Poderia analisar esta decadência sob múltiplos prismas, mas foco-me no exemplo mais paradigmático desta tragédia contemporânea: a ocupação, a colonização e o genocídio em curso na Palestina.

O massacre em Gaza atingiu proporções de tal ordem que nem a mais poderosa máquina de propaganda sionista conseguiu ocultar a barbárie. Apesar da cumplicidade vergonhosa dos media mainstream, do silêncio ensurdecedor de comentadores e da subserviência dos governos ocidentais, o povo palestiniano conseguiu, por sua conta e risco, furar o bloqueio informativo. A realidade crua despertou aqueles que ainda defendem a dignidade humana, forçando as lideranças hipócritas a encenar reações. No entanto, o "plano de paz" surgido de Washington não passou de um embuste, uma ferramenta retórica para lavar consciências e silenciar os protestos nas ruas. Toda esta encenação causa-me náuseas; não confiaria a estas lideranças nem a gestão de uma maçã podre.

Como português e europeu, sinto-me ultrajado pela postura das nossas instituições. Repugna-me a cumplicidade daqueles que, em Lisboa ou Bruxelas, branqueiam crimes de guerra e apertam a mão a Benjamin Netanyahu — um infame criminoso. Causa-me asco a estratégia deliberada de rotular como "antissemita" qualquer voz que critique o sionismo. Esta "dualidade de critérios" é um insulto à inteligência: bradam-se valores democráticos para sancionar certas nações, enquanto se justificam ou silenciam os crimes de Israel. É uma hipocrisia que até uma criança deteta.

O regime sionista persiste na sua barbárie, utilizando pretensos acordos como cortinas de fumo para continuar o extermínio. Em Gaza, a morte é agora administrada a conta-gotas através de um sadismo logístico: a fome é usada como arma através de boicotes sistemáticos; a entrada de medicamentos essenciais é bloqueada; e até tendas climatizadas são impedidas de entrar, condenando os sobreviventes a definharem sob as intempéries em condições inenarráveis. Israel está a aniquilar o que resta do povo palestiniano perante o silêncio ignóbil do mundo.

Ao mesmo tempo, na Cisjordânia, o projeto colonialista avança sem freio. Colonos fanáticos, protegidos pelo exército, cometem atrocidades diárias: confiscam terras, arrancam oliveiras centenárias e incendeiam aldeias. Não são atos isolados; é uma política de Estado para fragmentar o território e impossibilitar qualquer futuro para a Palestina. A impunidade é absoluta.

Contudo, o que mais assusta nesta indiferença quase geral das elites e das massas não é apenas o que acontece em Gaza, mas o que isso revela sobre o nosso próprio futuro.
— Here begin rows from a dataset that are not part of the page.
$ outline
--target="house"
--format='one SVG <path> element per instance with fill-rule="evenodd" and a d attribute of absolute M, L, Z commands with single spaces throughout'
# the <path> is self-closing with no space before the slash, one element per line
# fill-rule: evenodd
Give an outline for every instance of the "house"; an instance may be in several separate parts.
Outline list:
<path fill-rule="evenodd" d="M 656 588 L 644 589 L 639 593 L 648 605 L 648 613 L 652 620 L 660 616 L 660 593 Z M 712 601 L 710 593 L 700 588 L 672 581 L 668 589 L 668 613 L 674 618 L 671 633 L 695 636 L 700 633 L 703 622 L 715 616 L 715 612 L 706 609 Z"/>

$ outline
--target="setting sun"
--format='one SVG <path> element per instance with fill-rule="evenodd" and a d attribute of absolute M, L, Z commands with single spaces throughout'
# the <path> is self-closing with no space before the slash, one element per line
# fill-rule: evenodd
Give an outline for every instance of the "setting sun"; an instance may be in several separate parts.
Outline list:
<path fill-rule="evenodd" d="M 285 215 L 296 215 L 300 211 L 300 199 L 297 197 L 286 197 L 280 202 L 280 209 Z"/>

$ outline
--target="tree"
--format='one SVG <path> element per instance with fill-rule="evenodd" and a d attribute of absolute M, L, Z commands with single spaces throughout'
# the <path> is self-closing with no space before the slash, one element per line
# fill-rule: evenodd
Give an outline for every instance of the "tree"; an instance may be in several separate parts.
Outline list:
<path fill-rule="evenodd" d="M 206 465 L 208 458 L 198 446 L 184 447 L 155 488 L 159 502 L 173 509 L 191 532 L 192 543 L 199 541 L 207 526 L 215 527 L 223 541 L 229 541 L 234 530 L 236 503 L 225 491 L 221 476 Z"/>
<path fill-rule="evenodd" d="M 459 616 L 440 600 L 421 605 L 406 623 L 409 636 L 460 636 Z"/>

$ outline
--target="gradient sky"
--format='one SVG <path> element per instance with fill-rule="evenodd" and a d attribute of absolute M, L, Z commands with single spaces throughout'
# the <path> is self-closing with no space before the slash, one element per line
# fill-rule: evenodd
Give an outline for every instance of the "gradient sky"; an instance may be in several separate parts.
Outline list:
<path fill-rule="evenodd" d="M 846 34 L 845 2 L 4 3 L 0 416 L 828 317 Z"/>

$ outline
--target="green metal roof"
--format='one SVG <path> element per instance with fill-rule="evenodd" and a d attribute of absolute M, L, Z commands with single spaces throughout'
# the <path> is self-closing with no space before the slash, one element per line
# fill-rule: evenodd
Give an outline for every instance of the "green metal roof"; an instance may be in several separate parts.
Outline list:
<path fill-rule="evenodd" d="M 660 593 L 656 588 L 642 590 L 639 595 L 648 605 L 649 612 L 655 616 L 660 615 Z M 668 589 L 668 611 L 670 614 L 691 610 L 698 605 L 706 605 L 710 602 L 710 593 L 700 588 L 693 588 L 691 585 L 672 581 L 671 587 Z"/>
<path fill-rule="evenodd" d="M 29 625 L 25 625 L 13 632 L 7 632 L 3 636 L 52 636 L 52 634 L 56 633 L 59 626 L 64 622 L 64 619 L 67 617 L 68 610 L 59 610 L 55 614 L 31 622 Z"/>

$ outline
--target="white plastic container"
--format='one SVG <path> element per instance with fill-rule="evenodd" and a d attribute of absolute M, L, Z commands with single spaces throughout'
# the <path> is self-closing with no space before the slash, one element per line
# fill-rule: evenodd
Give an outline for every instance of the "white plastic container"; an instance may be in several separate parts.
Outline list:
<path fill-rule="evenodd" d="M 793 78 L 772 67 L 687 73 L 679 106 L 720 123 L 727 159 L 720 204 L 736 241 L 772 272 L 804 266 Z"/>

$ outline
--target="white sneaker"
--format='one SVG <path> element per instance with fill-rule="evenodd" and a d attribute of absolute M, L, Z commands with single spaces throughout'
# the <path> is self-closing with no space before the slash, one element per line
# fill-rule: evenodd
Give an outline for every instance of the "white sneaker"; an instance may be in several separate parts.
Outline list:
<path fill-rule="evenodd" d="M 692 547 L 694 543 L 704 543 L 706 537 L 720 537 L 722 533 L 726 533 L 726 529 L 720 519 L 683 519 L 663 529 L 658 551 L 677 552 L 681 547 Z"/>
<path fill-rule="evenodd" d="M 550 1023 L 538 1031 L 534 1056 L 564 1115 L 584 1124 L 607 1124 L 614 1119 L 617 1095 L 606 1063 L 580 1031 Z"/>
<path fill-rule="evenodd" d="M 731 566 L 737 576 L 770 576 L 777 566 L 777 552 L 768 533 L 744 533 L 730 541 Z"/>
Esta passividade perante a barbárie é o sinal definitivo da falência moral e ética das sociedades contemporâneas. É um aviso severo e aterrador: quando normalizamos o genocídio e permitimos que o direito internacional seja reduzido a cinzas em prol da conveniência geopolítica, estamos a destruir as barreiras que nos protegem a todos.

Se hoje aceitamos que um povo seja exterminado perante o nosso olhar em direto, nada nem ninguém travará o momento em que esse mesmo descarte humano nos afetará diretamente. A indiferença que hoje dedicamos à Palestina é o prefácio da nossa própria vulnerabilidade. No dia em que a barbárie bater à nossa porta, não haverá autoridade moral nem ética para a deter, pois fomos nós, com o nosso silêncio e cumplicidade, que lhe entregámos as chaves do mundo.

Esta é a era da náusea. E o cheiro da decomposição moral das nossas elites é o presságio de uma catástrofe que não conhecerá fronteiras.